Match.com to Check Sex Offender Registry

Match.com said Sunday that it will begin screening its users against the national sex offender registry.

The move comes after an entertainment-industry executive who claimed she was raped by a man she met on the dating website filed a lawsuit against the site Wednesday. The woman's lawsuit demands that it increase screening for sexual predators, her attorney said.

Mandy Ginsberg, president of Match.com, told The Associated Press in a statement Sunday that the company had considered such screenings for years, but "their historical unreliability has always led us to conclude against it." Ginsberg said after talking to providers and advisers the last few days, company officials decided to make a change.

"We've been advised that a combination of improved technology and an improved database now enables a sufficient degree of accuracy to move forward with this initiative, despite its continued imperfection."
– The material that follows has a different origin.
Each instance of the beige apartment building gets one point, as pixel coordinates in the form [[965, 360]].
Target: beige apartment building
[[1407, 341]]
Attorney Mark L. Webb said last week that he and his client -- who wants to remain anonymous -- may ask a Los Angeles Superior Court judge for a restraining order preventing the website from accepting any new members until a sexual-predator screening system is installed.
  
Website officials said previously that the site includes safety tips and a disclaimer advising members that they are responsible for screening people they meet on the site.
  
"While incidents like this one between individuals who meet on Match.com are extremely rare, it doesn't make them any less horrifying," company officials said in a statement last week.
  
The woman, identified only as Jane Doe, is an Ivy League graduate who works in the television/film industry, according to Webb. She contends she met a man named Alan Paul Wurtzel on Match.com in 2010, and after they went out twice, he allegedly raped her in her apartment.
  
Afterward, the woman later checked up on Wurtzel, and found out he had previous sexual battery convictions, according to Webb.
  
Wurtzel has been charged and is awaiting trial. His attorney, Sharon Morris, told another news agency last week that Wurtzel and the woman had a "consensual encounter."  She said the ``encounter'' was between ``two consenting adults who went on a second date and went back up to her apartment."
  
The alleged victim, however, called the attack a "horrific ordeal" that "completely blindsided me because I had considered myself savvy about online dating safety."
  
"It started with what seemed like a pleasant date at Urth Cafe in West Hollywood," she said. "Things quickly turned into a nightmare, beyond my control. Everyone needs to be aware of the dangers in online dating and realize that it can happen to them."